The real marvel of the modern world, computers control almost every aspect of our daily lives. Though anybody can use basic functions of a computer, actual proficiency includes diagnosing issues, installing or replacing hardware, basic coding, and realizing that the median state of an Internet browser is not a sliver of window beneath a dozen malware toolbars. 
Heavy/Construction Equipment
While a layperson might not know the difference between a backhoe and a bulldozer, a person with this proficiency can correctly spot and operate most common construction equipment. You are also trained in the operation and handling of large hauling equipment, from semi trucks to heavy machine transports. This proficiency is separate from automobiles due to the vast difference in handling requirements, as well as the specialized training that goes into operating the mechanisms associated with the vehicle. 
Small Aircraft
With this proficiency, you are capable of piloting simple small aircraft such as a prop plane or a weather chopper, as well as perform minor maintenance. You also understand the assocaited flight jargon and can communicate with air traffic control to help direct aircraft. 
Small Naval Craft
This proficiency includes everything from marsh boats and speed boats to small sailing ships. You can articulate nautical charts and perform basic navigation, as well as help guide other vessels into or out of harbor. You do not require this proficiency to use basic water craft, such as jet skis or the like.
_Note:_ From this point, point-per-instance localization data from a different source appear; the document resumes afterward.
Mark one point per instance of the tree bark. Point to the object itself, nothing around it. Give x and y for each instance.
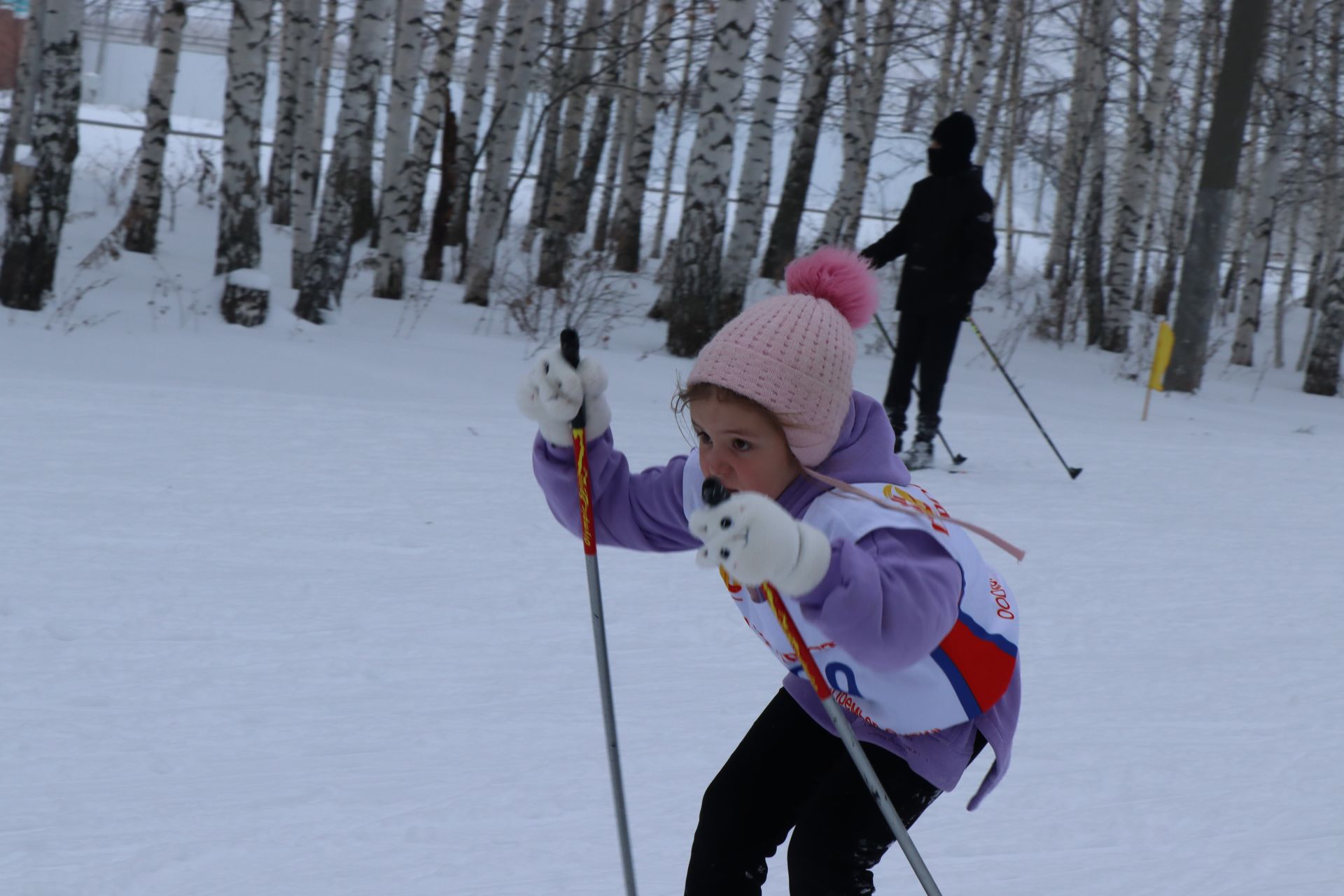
(555, 241)
(1217, 184)
(39, 194)
(526, 19)
(863, 105)
(394, 206)
(812, 106)
(324, 274)
(1138, 169)
(638, 152)
(140, 223)
(692, 292)
(308, 136)
(1284, 111)
(27, 85)
(755, 176)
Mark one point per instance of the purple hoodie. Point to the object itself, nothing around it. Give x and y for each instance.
(891, 594)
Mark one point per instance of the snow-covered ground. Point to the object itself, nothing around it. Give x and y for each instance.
(283, 612)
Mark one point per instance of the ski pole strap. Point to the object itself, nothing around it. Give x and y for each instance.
(1018, 554)
(796, 641)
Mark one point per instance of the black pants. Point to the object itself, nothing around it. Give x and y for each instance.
(925, 342)
(790, 773)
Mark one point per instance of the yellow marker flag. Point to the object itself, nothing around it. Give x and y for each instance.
(1163, 356)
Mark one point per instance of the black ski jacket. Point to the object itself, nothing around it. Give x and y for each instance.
(946, 232)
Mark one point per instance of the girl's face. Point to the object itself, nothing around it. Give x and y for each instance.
(742, 447)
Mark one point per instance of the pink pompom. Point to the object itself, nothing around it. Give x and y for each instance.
(840, 277)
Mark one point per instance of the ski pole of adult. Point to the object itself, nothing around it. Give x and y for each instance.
(570, 351)
(956, 458)
(1073, 470)
(713, 493)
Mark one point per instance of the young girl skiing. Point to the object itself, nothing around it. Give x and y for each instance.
(911, 628)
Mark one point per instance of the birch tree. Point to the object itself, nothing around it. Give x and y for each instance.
(555, 239)
(979, 73)
(470, 120)
(1285, 109)
(309, 127)
(812, 106)
(518, 49)
(638, 152)
(1217, 186)
(692, 292)
(238, 246)
(281, 175)
(140, 223)
(863, 105)
(23, 99)
(755, 178)
(326, 267)
(394, 209)
(1086, 105)
(1138, 171)
(678, 118)
(1089, 76)
(430, 118)
(39, 188)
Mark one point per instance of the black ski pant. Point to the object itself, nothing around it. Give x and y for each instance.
(790, 773)
(925, 342)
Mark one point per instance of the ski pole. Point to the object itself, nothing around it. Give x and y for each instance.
(1073, 470)
(956, 458)
(570, 351)
(714, 493)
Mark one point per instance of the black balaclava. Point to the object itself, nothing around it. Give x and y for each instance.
(956, 136)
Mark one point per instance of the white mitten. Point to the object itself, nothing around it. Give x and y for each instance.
(756, 540)
(553, 391)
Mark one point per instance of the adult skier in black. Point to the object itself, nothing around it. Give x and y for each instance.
(946, 232)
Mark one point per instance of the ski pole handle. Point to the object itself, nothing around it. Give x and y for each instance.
(570, 352)
(714, 493)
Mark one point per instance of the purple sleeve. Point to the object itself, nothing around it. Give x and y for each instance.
(889, 598)
(638, 511)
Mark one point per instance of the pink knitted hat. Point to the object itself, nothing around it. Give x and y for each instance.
(793, 354)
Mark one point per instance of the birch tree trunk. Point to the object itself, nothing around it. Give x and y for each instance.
(678, 118)
(430, 118)
(39, 190)
(324, 273)
(812, 106)
(1284, 111)
(942, 96)
(692, 292)
(1323, 368)
(555, 241)
(863, 105)
(23, 101)
(1089, 76)
(470, 120)
(140, 223)
(1217, 184)
(1138, 169)
(755, 178)
(281, 175)
(518, 49)
(238, 246)
(988, 15)
(1331, 213)
(394, 206)
(545, 184)
(638, 153)
(1085, 108)
(308, 136)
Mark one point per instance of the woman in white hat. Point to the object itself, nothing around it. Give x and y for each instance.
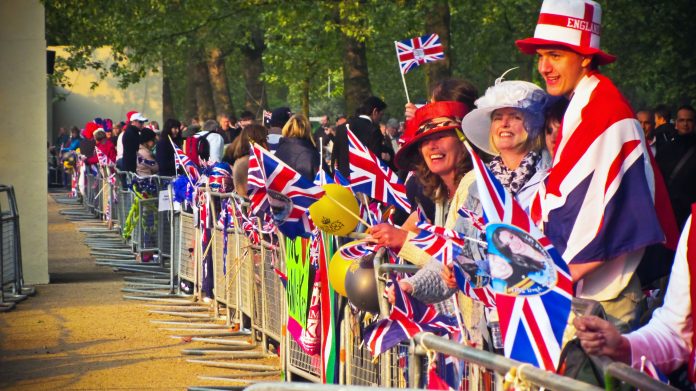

To facilitate greater understanding, I've also created a feat to go along with it.

Advanced Training

Prerequisite: One modern tool proficiency 
Effect: You increase your Intelligence score by 1. You choose one modern tool with which you are proficient. You are considered a master with that tool and can operate equipment with a greater learning curve or with restricted access. 
Automobile mastery allows you to either drive extreme performance vehicles or understand advanced mechanics. You will require mechanics' tools to perform standard jobs, or a facility with appropriate lifts to perform advanced repairs and upgrades. 
Computer mastery allows you to perform feats of hacking and hardware modification. You must have access to appropriate programs, platforms, and connections in order to hack into devices. 
Heavy/construction mastery allows you to either coordinate and manage large construction or transportation projects for large organizations, or to understand heavy machine mechanics. You will require appropriate tools and facilities to perform associated repairs. 
Small aircraft mastery allows you to operate advanced aerial vehicles such as passenger planes. Alternately, this mastery can give you the knowledge to operate military aircraft. 
Small naval craft mastery gives you the knowledge required to fashion your own water craft given tools and materials, as well as navigate by primitive means.